LA AMENAZA DE LA ANTIPOLÍTICA
Es clarísimo el contraste entre un Trump empeñado en violentar los límites del sentido común y una Hillary Clinton que personifica el estilo razonable de hacer política. El candidato republicano es el prototipo del antipolítico. La candidata demócrata representa un modo al menos respetable y respetuoso de concebir el poder y el gobierno al servicio de los ciudadanos, con todo y los errores en que haya podido incurrir, que nunca serán peores o más graves que los exabruptos, las impertinencias y las barbaridades de su contendor.
Las convenciones de republicanos y demócratas mostraron los verdaderos soportes partidistas de las dos campañas. En la de Trump brillaron por su ausencia los personajes ejemplares de su partido. En la de la señora Clinton estuvieron todos, hasta el presidente Obama, para asegurarle el respaldo de una formación política institucional y con vocación de poder. Es evidente que el aspirante republicano trabaja sin el apoyo del partido de Lincoln, de Eisenhower, de Reagan, de centros de pensamiento y fuentes ideológicas influyentes.
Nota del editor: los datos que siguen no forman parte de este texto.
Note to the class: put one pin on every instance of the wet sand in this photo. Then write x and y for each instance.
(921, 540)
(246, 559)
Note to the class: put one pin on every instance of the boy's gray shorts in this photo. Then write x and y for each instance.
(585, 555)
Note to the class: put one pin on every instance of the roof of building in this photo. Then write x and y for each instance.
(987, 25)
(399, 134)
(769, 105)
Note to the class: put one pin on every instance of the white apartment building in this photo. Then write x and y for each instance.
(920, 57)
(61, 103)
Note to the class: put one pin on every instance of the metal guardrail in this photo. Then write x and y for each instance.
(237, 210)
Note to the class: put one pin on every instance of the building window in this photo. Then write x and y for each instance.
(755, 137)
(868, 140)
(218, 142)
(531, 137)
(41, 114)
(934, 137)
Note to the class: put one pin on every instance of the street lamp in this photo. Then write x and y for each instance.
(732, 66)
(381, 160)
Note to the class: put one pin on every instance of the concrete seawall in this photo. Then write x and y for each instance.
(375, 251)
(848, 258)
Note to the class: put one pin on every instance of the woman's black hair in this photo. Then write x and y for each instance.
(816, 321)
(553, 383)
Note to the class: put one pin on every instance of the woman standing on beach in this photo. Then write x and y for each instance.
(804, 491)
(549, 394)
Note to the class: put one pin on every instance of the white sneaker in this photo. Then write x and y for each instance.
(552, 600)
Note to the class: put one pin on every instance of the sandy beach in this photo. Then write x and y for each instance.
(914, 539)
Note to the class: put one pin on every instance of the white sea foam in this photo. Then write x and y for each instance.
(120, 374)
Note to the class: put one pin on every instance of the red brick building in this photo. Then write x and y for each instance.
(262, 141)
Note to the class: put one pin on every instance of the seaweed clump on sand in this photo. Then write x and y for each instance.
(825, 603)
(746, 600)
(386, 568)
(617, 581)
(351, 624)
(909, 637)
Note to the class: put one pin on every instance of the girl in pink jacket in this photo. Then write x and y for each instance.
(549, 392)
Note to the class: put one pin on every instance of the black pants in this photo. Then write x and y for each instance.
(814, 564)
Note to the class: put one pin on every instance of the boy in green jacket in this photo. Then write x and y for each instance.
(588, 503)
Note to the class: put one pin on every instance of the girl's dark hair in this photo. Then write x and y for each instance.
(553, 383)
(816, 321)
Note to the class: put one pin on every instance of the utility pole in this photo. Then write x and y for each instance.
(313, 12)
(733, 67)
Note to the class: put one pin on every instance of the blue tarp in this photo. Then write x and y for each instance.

La potencia del dinero y la capacidad de ganar simpatías con un discurso elemental, simplista, emotivo, retador y excéntrico le configuran una fortaleza virtual.
Ya es casi un lugar común advertir que Trump es una amenaza patente no sólo para la integridad y la estabilidad de Estados Unidos, sino para el mundo. Su porfía aislacionista, su rechazo a las relaciones globales hasta con los viejos socios, su racismo visceral, su prepotencia, en fin, retratan a un individuo que aterrizó en el lugar y el tiempo equivocados. Es antipolítico y antihistórico. Construir muros cuando lo que se requiere es tender puentes, aislar un país cuando es apremiante vigorizar el diálogo internacional, rechazar el pluralismo racial, cultural y social cuando priman la complejidad y la diversidad como criterios esenciales de ética política, son disparates inconcebibles.
Trump es una suerte de líder de los antipolíticos de moda, por el estilo del incomodísimo vecino nuestro Maduro en Venezuela, de Pablo Iglesias y Podemos en España, para no mencionar desastrosos ejemplos colombianos que saltan a la vista y que, pese a sus probados desbordamientos y desatinos, tienen la indecencia de dejarse incluir en las encuestas como nuevos aspirantes a la presidencia. Va contra la corriente de la sensatez, la prosecución del bien común, la ética mínima en el pensar y el hacer políticos y, por supuesto, desvirtúa los valores nacionales que han defendido tanto los republicanos de siempre como los demócratas, como lo testimoniaron en los cuatro días de convención en Filadelfia, cuna de las trece colonias que fundaron una nación que, si por desgracia elige a semejante irresponsable, está en peligro de cometer el error espantoso de involucrar al mundo en una tragedia con magnitud de cataclismo.